Joan. Thank you. Thank you so much for having eyes and ears. I really thought I was going quite mad, sitting here in Jersey, listening to trash being touted as poetry. Most contemporary books of poetry I pick up at Barnes & Noble evidence the same trend. I am a proponent of SLAM poetry (it is an arena where I have heard some of the finest) and of the craft of poetry. Complete with metaphors, similes, rhythm, and something that makes me remember what I came here to do....... not writing something in a notebook and then two minutes later, getting up and reading it (because they felt it, they really did - if I hear one more woman compare her vagina to a flower - - ) as a poem? you have done a good thing and I am 100% behind you. In Jersey, we have The Paterson Literary Review which is filled with narrative prose. I think there were only three actual poems in the entire hefty publication...... These groups are sealed against "real" poetry. Its very sad. The poetic community has turned into an incestuous self-congratulatory community of silent dead polite poetry readings. Clap-clap-clap. That was nice. I never want to hear that my poetry was "nice." I want the listener to be aware that something profound has just happened. Silence would be better than "nice."

The online publication that you are writing for is the best I have seen. They seem to have enough testosterone to tell the emperor he has no clothes.

best regards, Marjorie Tiner

Your article was both timely and fantastic. Hoorahs to you! Someone who has finally dared to say, "The Emperor is naked!!!"

Sincerely, Claiborne Schley Walsh

Joan, I read your "Boston Comment" on webdelsol. You're preaching to this choirboy. I read '99 last fall and my comment was, "Slim pickings." I felt that Bly was perhaps the series' worst editor.

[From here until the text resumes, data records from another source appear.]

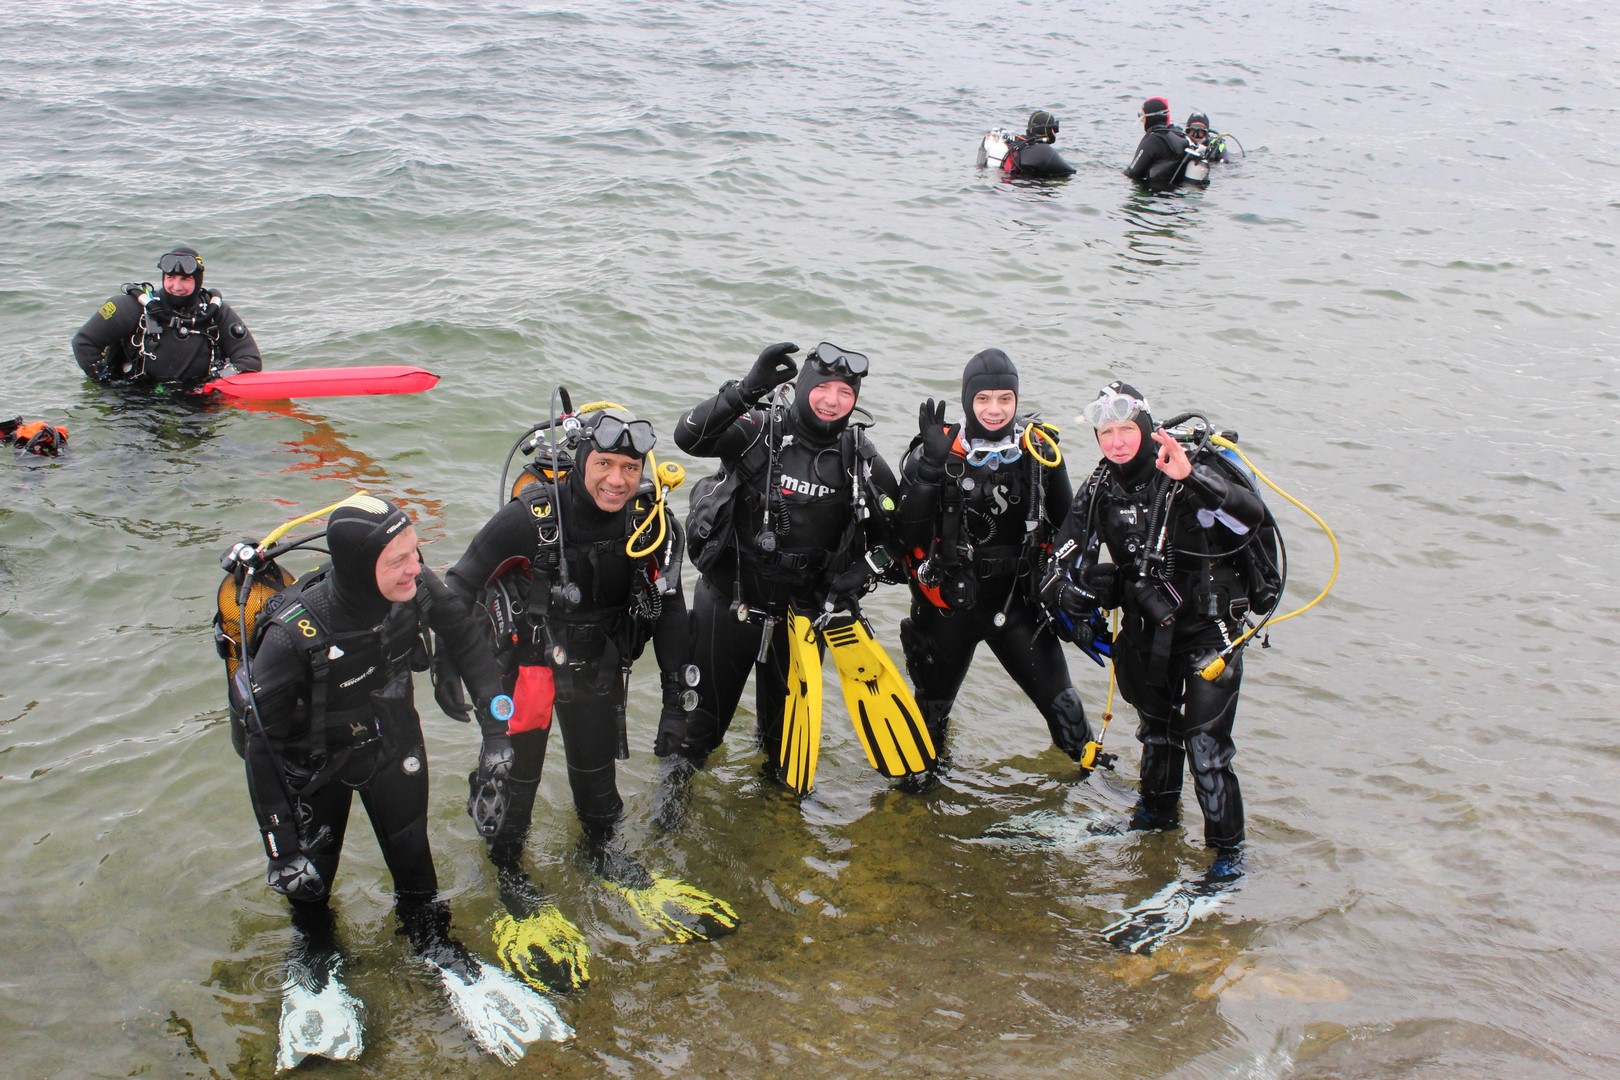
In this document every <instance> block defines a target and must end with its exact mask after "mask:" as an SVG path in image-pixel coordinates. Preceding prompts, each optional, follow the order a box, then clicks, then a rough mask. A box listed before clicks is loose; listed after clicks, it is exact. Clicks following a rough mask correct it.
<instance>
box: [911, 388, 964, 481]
mask: <svg viewBox="0 0 1620 1080" xmlns="http://www.w3.org/2000/svg"><path fill="white" fill-rule="evenodd" d="M961 431H962V426H961V424H949V426H948V424H946V423H944V402H943V400H941V402H935V400H933V398H928V400H927V402H923V403H922V406H920V408H919V410H917V432H919V437H920V439H922V458H919V461H917V465H919V466H920V468H919V470H917V471H919V476H920V478H922V479H925V481H928V483H935V484H936V483H940V481H941V479H943V478H944V463H946V460H948V458H949V457H951V449H953V447H956V436H957V434H959V432H961Z"/></svg>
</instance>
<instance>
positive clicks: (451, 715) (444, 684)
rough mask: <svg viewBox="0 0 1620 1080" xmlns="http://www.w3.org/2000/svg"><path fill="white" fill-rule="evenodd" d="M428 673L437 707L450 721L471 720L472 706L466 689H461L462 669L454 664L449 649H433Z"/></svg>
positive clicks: (433, 696)
mask: <svg viewBox="0 0 1620 1080" xmlns="http://www.w3.org/2000/svg"><path fill="white" fill-rule="evenodd" d="M429 675H431V677H433V699H434V701H437V703H439V709H441V711H442V712H444V714H445V716H447V717H450V719H452V721H460V722H462V724H467V722H468V721H471V719H473V706H470V704H467V691H465V690H462V669H458V667H457V665H455V661H454V659H452V657H450V651H449V649H434V653H433V667H431V669H429Z"/></svg>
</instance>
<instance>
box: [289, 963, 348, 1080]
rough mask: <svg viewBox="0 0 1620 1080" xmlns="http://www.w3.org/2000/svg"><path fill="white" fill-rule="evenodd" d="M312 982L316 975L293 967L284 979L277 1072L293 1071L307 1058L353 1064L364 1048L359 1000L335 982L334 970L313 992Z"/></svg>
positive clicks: (306, 970)
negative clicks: (289, 1070)
mask: <svg viewBox="0 0 1620 1080" xmlns="http://www.w3.org/2000/svg"><path fill="white" fill-rule="evenodd" d="M316 981H319V976H314V975H313V973H311V972H308V970H298V967H296V965H295V968H293V972H290V973H288V976H287V984H285V986H283V988H282V1027H280V1041H279V1046H277V1049H275V1070H277V1072H283V1070H287V1069H295V1067H296V1065H298V1064H300V1062H301V1061H303V1059H305V1057H309V1056H318V1057H327V1059H330V1061H355V1059H356V1057H360V1051H363V1049H364V1040H363V1036H361V1028H363V1022H361V1006H360V1001H358V999H356V997H355V996H353V994H350V993H348V988H347V986H343V983H342V980H339V976H337V970H335V967H334V970H332V972H330V975H327V976H326V981H324V984H322V986H321V988H319V989H314V983H316Z"/></svg>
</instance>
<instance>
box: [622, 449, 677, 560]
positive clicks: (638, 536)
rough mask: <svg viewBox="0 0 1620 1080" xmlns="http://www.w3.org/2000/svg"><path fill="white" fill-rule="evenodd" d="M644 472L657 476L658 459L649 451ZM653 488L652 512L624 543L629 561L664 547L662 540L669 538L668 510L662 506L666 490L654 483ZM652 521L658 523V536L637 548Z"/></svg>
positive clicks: (668, 517) (650, 527)
mask: <svg viewBox="0 0 1620 1080" xmlns="http://www.w3.org/2000/svg"><path fill="white" fill-rule="evenodd" d="M645 471H646V473H651V474H653V476H654V478H656V476H658V458H654V457H653V453H651V450H648V453H646V470H645ZM654 487H656V491H658V497H656V499H654V500H653V512H651V513H650V515H646V518H643V520H642V523H640V525H637V526H635V531H632V533H630V538H629V539H627V541H625V542H624V554H625V555H629V557H630V559H643V557H646V555H651V554H653V552H654V551H658V549H659V547H663V546H664V539H666V538H667V536H669V517H667V515H669V508H667V507H666V505H664V494H666V489H664V487H661V486H658V483H656V481H654ZM653 521H658V536H656V538H654V539H653V542H651V544H648V546H646V547H637V546H635V542H637V541H638V539H640V538H642V534H643V533H646V531H648V529H650V528H653Z"/></svg>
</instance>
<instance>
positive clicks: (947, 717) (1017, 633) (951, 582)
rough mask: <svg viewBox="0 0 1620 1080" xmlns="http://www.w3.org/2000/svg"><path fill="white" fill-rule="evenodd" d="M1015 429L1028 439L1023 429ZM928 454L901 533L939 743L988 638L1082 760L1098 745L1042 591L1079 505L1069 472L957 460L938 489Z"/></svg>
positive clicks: (904, 489) (949, 469)
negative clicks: (1040, 575) (921, 582)
mask: <svg viewBox="0 0 1620 1080" xmlns="http://www.w3.org/2000/svg"><path fill="white" fill-rule="evenodd" d="M1014 431H1016V434H1017V436H1022V427H1016V429H1014ZM922 453H923V452H922V447H917V449H915V450H914V452H912V453H909V455H907V457H906V461H904V465H902V468H901V474H902V484H901V515H899V528H901V539H902V542H904V546H906V555H907V563H909V565H910V570H912V575H910V589H912V609H910V617H909V619H906V620H904V622H902V623H901V644H902V646H904V649H906V665H907V669H909V672H910V678H912V687H914V688H915V693H917V706H919V708H920V709H922V712H923V716H925V717H927V721H928V733H930V735H932V737H933V742H935V746H941V745H943V740H944V729H946V724H948V717H949V712H951V706H953V704H954V703H956V695H957V691H959V690H961V687H962V680H964V678H966V675H967V667H969V664H970V662H972V657H974V651H975V649H977V648H978V643H980V641H985V643H988V644H990V651H991V653H995V656H996V659H998V661H1001V667H1004V669H1006V672H1008V674H1009V675H1011V677H1013V678H1014V682H1017V685H1019V688H1022V690H1024V693H1025V695H1029V699H1030V701H1034V703H1035V708H1037V709H1038V711H1040V714H1042V716H1043V717H1045V721H1047V727H1048V729H1050V730H1051V742H1053V745H1056V746H1058V748H1059V750H1063V751H1064V753H1068V755H1069V756H1071V758H1076V759H1077V758H1079V755H1081V751H1082V750H1084V748H1085V743H1087V742H1090V729H1089V725H1087V722H1085V709H1084V706H1082V704H1081V698H1079V695H1077V693H1076V691H1074V685H1072V683H1071V680H1069V665H1068V662H1066V661H1064V656H1063V643H1061V641H1059V640H1058V638H1056V636H1055V635H1051V633H1050V631H1045V630H1043V628H1042V622H1043V619H1042V612H1040V602H1038V599H1037V594H1035V586H1037V585H1038V575H1040V572H1042V565H1043V562H1045V557H1047V552H1048V551H1050V539H1051V536H1053V533H1055V531H1056V526H1058V523H1059V521H1061V520H1063V517H1064V515H1066V513H1068V508H1069V502H1071V500H1072V489H1071V486H1069V473H1068V470H1066V468H1064V466H1063V465H1061V463H1059V465H1056V466H1051V468H1047V466H1042V465H1038V463H1037V461H1035V460H1034V457H1032V455H1030V453H1024V455H1022V457H1021V458H1019V460H1017V461H1013V463H1008V465H1000V468H996V470H991V468H990V466H988V465H985V466H978V468H974V466H969V465H967V461H966V458H964V457H961V455H957V453H953V455H951V458H949V460H948V461H946V466H944V476H941V478H940V479H938V481H933V483H930V481H927V479H923V478H922V476H920V473H923V471H927V470H923V468H920V466H922ZM1037 484H1040V487H1038V489H1037ZM1032 497H1034V500H1032ZM1032 517H1034V523H1035V529H1034V536H1032V534H1030V531H1029V529H1027V526H1029V525H1030V521H1032ZM919 572H920V575H919ZM919 576H922V578H923V580H927V581H928V583H930V585H928V586H927V588H923V585H919ZM998 615H1001V617H1003V622H1001V625H996V617H998Z"/></svg>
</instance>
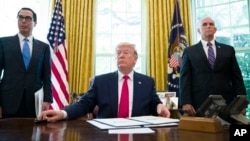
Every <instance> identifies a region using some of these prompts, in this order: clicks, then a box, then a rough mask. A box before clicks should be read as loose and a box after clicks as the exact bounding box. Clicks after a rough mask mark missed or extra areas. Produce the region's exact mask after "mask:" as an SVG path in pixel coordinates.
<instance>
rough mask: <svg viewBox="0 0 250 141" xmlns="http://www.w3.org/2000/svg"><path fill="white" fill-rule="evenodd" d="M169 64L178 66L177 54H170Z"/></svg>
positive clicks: (178, 64) (176, 53) (178, 57)
mask: <svg viewBox="0 0 250 141" xmlns="http://www.w3.org/2000/svg"><path fill="white" fill-rule="evenodd" d="M169 66H170V67H179V66H180V63H179V54H177V53H174V54H172V55H171V58H170V60H169Z"/></svg>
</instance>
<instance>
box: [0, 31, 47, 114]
mask: <svg viewBox="0 0 250 141" xmlns="http://www.w3.org/2000/svg"><path fill="white" fill-rule="evenodd" d="M2 71H4V75H3V78H2V80H1V82H0V106H1V107H2V109H3V114H14V113H15V112H16V111H17V109H18V108H19V106H20V104H21V99H22V98H24V99H25V101H26V103H27V105H26V106H30V110H33V111H34V110H35V109H34V108H35V106H34V103H35V101H34V93H35V92H36V91H37V90H39V89H40V88H42V87H43V89H44V101H46V102H52V88H51V56H50V48H49V45H48V44H46V43H44V42H41V41H39V40H36V39H34V38H33V49H32V56H31V60H30V64H29V66H28V69H27V70H26V68H25V65H24V62H23V58H22V51H21V46H20V42H19V37H18V35H15V36H9V37H2V38H0V73H1V72H2ZM24 90H25V97H23V94H24Z"/></svg>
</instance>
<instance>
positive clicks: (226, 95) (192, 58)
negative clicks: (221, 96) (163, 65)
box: [180, 41, 246, 110]
mask: <svg viewBox="0 0 250 141" xmlns="http://www.w3.org/2000/svg"><path fill="white" fill-rule="evenodd" d="M215 46H216V60H215V67H214V70H212V69H211V68H210V66H209V63H208V60H207V56H206V54H205V52H204V50H203V47H202V43H201V42H199V43H197V44H195V45H193V46H190V47H187V48H185V49H184V52H183V56H182V65H181V71H180V73H181V76H180V102H181V105H183V104H192V105H193V106H194V108H195V109H196V110H197V108H198V107H200V106H201V104H202V103H203V102H204V101H205V100H206V98H207V97H208V96H209V95H210V94H217V95H222V96H223V98H224V99H225V100H226V103H227V104H228V103H230V102H231V101H232V100H233V99H234V98H235V96H236V95H246V89H245V86H244V82H243V78H242V74H241V70H240V68H239V65H238V63H237V60H236V57H235V50H234V48H233V47H232V46H229V45H225V44H221V43H218V42H216V41H215Z"/></svg>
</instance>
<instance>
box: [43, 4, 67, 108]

If you develop this further, I'd make a distinction that sets prose fiction aside: a short story or novel, written in prose, need not be in "everyday language." And good fiction is a "vehicle of expression" often quite "worthy of...significant subject matter."

I liked particularly your comment on poetry being "remembered...in a physical way, in the body's deep response to sound, rhythm, and imagery." There's nothing "almost" about it. When it's good, it's close to dance.

You must know Stevens's term, "fictive music." Of the many discriptions of poetry, that one most frequently charms my imagination.

Good essay. Necessary.

Bob Clawson

This piece was outstanding. I am a literate person (no M.F.A., though) who loves good poetry and tries to write it. I have long sensed that the emperor is indeed unclothed when it comes to a lot of what gets printed in the most elite outlets and elsewhere. The publication of Po-mo junk without feeling, engaging intellect, or just appealing language ensures that poetry remains on the margins of thought and action in our greater culture and society while editors and critics keep themselves on the throne.

Thomas Eme

Dear Joan, Sincerest thanks for articulating something that has been niggling at me for some time. I write prose and my best work is embued with elements of poetry and in those magical instances, my work is brought to a higher standard. It is like the thread of gold in the huge pile of ore. This relationship is not reciprocal; prose never strengthens poetry. To believe otherwise, is a victory for those intent on "dumbing down" all art forms.